Resolving Class Imbalance for LiDAR-based Object Detector by Dynamic Weight Average and Contextual Ground Truth Sampling
This addresses the issue of imbalanced performance across classes in autonomous driving systems, but it is incremental as it builds on existing techniques like GT sampling.
The paper tackled the problem of data imbalance in LiDAR-based 3D object detection for autonomous driving by proposing a method with dynamic weight average and contextual ground truth sampling, resulting in better detection accuracy on KITTI and nuScenes datasets compared to existing approaches.
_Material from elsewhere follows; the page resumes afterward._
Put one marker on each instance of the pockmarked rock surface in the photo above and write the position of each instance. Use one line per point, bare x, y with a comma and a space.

An autonomous driving system requires a 3D object detector, which must perceive all present road agents reliably to navigate an environment safely. However, real-world driving datasets often suffer from the problem of data imbalance, which causes difficulties in training a model that works well across all classes, resulting in an undesired imbalanced sub-optimal performance. In this work, we propose a method to address this data imbalance problem. Our method consists of two main components: (i) a LiDAR-based 3D object detector with per-class multiple detection heads where losses from each head are modified by dynamic weight average to be balanced. (ii) Contextual ground truth (GT) sampling, where we improve conventional GT sampling techniques by leveraging semantic information to augment point cloud with sampled ground truth GT objects. Our experiment with KITTI and nuScenes datasets confirms our proposed method's effectiveness in dealing with the data imbalance problem, producing better detection accuracy compared to existing approaches.